But, there is hope. There is hope that divorced parents mired in the pattern of blaming the other will open their eyes and see that the child is the big loser. The child is the one who needs the structure and loses when he or she is brought up without it.
There is hope that a mother will read these books and decide that setting boundaries like bedtime and computer use are vital for her child. There is hope that a father reading these books will discover that his child needs him to step in and interrupt negative situations instead of going along with the status quo.
I hold hope for my friends’ son who is on a serious downward spiral, nearing the bottom with his negative lifestyle. He began a four year college and transferred away to a community college and now that isn’t working. He’s failing all of his classes and spending his evenings partying. May his mother let even the tiniest bit of the evidence touch her heart so that her son can get help that he needs to grow into a healthy and mature adult who can be in sustainable and sustaining relationships. May his mother let his father guide the way to something more healthy as the father is attempting to do. May his mother drop the warfare about who is the winner of the children and who they love more. May she stop smothering her children in her pursuit of being loved.

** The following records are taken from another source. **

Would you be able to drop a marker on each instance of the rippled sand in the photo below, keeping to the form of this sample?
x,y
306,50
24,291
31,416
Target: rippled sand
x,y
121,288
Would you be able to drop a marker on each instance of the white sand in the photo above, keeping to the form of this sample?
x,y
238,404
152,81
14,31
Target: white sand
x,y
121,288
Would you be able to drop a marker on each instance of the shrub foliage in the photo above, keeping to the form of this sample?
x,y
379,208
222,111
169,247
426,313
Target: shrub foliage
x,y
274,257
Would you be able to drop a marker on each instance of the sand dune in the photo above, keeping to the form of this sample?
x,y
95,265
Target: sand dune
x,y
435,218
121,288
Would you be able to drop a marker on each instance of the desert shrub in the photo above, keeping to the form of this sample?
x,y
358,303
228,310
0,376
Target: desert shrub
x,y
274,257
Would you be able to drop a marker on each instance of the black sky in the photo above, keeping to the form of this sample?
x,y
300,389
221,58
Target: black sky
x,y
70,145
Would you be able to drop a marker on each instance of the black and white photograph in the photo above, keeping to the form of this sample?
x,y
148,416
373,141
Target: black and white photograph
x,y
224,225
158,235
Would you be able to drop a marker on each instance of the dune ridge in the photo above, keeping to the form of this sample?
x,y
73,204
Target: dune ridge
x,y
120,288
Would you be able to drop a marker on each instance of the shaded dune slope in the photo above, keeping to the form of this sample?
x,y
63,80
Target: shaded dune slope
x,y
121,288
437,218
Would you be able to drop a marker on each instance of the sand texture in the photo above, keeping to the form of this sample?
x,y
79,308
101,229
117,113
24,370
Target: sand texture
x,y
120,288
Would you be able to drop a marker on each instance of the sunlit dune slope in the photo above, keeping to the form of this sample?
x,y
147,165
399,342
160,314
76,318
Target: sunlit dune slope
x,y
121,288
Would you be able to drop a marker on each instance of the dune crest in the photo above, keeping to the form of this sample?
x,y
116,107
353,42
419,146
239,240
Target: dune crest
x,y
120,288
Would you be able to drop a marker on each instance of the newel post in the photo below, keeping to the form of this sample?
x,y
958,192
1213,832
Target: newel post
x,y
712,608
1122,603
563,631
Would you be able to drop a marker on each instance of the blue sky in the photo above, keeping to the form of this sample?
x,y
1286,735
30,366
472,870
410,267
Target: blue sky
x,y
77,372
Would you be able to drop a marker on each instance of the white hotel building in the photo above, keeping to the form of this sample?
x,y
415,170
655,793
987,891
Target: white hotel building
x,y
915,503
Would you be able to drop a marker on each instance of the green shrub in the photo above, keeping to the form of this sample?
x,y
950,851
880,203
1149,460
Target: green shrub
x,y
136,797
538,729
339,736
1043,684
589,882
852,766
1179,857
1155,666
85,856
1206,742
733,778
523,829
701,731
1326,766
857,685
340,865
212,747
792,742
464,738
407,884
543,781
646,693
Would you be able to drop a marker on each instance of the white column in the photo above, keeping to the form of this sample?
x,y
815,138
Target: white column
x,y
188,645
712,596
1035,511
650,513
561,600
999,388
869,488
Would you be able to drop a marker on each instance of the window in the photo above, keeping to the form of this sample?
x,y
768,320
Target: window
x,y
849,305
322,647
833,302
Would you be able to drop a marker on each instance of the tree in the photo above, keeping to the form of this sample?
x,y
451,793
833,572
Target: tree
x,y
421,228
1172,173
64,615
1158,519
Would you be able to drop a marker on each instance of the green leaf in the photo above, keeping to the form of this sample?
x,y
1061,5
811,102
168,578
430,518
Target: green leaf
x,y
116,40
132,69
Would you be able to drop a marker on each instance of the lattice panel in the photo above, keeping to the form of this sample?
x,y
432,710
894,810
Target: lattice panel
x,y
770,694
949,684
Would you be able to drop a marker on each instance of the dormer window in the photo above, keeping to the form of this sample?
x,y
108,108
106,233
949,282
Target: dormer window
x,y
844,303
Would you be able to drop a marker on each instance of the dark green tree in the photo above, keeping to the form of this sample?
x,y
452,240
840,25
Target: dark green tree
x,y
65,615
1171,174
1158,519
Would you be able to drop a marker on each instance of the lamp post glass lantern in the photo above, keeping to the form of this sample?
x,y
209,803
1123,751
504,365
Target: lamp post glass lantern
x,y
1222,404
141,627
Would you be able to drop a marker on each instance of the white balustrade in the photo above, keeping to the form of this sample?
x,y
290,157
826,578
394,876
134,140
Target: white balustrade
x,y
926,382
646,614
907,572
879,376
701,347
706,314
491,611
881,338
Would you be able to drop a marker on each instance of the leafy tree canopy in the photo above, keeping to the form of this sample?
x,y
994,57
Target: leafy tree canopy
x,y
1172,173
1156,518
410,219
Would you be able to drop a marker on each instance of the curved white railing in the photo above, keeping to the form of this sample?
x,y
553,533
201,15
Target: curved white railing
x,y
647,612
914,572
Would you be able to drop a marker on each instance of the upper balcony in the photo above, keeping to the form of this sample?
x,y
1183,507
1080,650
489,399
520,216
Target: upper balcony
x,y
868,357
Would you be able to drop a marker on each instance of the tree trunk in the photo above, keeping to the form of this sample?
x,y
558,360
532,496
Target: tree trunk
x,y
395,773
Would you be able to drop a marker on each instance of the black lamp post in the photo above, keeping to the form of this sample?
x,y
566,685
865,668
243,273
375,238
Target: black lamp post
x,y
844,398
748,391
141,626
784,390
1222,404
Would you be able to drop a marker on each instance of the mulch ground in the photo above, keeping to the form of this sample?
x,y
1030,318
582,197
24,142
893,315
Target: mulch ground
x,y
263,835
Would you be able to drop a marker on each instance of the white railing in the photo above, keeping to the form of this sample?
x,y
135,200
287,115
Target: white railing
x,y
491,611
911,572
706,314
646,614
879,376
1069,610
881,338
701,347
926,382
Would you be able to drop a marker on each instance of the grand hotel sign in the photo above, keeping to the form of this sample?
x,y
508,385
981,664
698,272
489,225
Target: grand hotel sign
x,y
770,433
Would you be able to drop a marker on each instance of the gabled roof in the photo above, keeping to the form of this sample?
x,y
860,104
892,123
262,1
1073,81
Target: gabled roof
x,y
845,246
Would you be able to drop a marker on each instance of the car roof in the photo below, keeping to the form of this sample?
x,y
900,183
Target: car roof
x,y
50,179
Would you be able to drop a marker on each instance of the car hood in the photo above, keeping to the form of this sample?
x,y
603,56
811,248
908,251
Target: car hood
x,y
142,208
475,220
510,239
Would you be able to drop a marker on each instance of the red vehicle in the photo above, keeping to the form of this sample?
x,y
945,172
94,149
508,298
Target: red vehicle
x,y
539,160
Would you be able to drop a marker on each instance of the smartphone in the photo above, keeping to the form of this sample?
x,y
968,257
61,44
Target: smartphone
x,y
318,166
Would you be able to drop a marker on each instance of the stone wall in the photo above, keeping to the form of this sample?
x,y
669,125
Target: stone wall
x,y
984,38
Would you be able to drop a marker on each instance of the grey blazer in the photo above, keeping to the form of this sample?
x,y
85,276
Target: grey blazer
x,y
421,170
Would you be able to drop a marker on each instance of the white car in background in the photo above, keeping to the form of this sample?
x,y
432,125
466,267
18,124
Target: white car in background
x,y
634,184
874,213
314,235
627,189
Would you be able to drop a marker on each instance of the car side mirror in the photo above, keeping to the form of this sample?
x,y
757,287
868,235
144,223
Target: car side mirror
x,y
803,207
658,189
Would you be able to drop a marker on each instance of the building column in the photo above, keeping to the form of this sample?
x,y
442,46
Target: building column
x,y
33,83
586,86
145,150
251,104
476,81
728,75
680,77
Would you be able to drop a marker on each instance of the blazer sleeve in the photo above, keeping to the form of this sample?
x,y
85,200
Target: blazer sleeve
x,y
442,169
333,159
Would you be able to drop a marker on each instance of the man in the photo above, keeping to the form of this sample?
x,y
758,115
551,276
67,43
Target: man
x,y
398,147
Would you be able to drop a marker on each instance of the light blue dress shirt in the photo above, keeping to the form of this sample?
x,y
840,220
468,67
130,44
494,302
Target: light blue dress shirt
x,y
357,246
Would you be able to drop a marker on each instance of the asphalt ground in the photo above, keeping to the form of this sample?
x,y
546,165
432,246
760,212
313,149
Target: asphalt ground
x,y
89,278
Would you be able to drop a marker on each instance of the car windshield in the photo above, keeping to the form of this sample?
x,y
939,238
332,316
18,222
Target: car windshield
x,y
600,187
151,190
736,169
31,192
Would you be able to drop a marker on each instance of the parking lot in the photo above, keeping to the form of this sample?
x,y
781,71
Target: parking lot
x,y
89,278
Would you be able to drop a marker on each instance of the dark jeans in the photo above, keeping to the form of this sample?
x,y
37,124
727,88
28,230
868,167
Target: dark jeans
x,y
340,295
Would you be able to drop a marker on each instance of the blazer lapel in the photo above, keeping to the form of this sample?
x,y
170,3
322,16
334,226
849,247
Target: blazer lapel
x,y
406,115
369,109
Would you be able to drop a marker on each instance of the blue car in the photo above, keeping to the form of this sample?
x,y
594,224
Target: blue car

And, I hold hope for my other friends’ stepdaughter who struggles to keep up with the competition from her mother for clothes, fashion, looks, and the perfect body. Clearly the daughter will never be like her mother, thus she’s caught in a perpetual negative competition, repeatedly reminded of how she can never measure up. That type of warfare is heart-breaking to watch. I want to whisk the girl away and let her spend time among women who are loving and accepting and understand that the body is one aspect of our lives but that there are a multitude of other characteristics that matter just as much or more.
Sadly, I could keep listing children who struggle among my friends’ families and it would get to be a very long list. Divorced or not divorced, this is the time for everyone to work together, for the mother’s child’s future and the father’s child’s future. They are one and the same.